We note that in this example we are working with the power sets of sets $A$ and $B$ denoted $P(A)$ and $P(B)$ respectively. Thus an element in a power set by definition will be a subset of either $A$ or $B$ so we will use a capital $X$ to denote an element in either power set.

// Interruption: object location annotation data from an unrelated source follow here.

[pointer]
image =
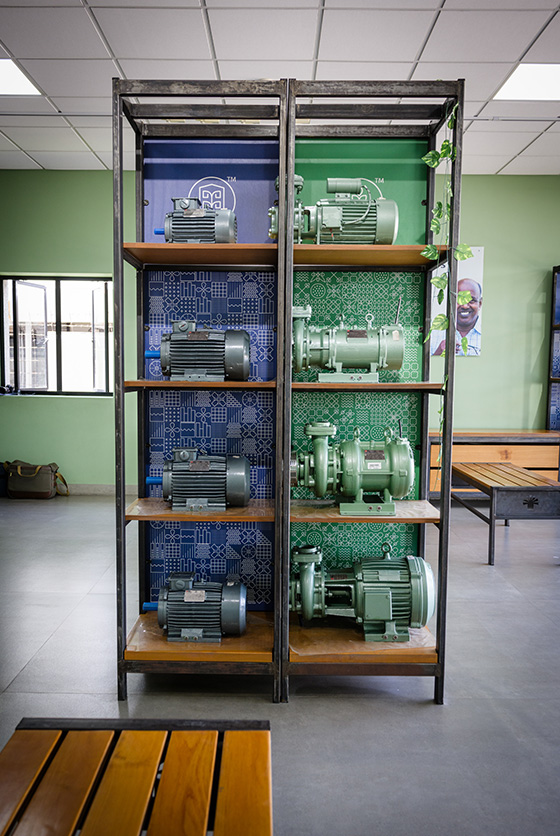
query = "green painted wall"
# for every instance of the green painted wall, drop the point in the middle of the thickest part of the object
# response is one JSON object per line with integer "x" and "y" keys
{"x": 61, "y": 221}
{"x": 517, "y": 221}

- Proof: $\Rightarrow$ Let $X \in P(A) \cup P(B)$. Then $X \in P(A)$ or $X \in P(B)$. If $X \in P(A)$ then by the definition of a power set $X \subseteq A$. So then $X \subseteq A \cup B$ and so $X \in P(A \cup B)$. If $X \in P(A)$ then by the definition of a power set $X \subseteq B$. So then $X \subseteq A \cup B$ and so $X \in P(A \cup B)$. We conclude then that $P(A) \cup P(B) \subseteq P(A \cup B)$.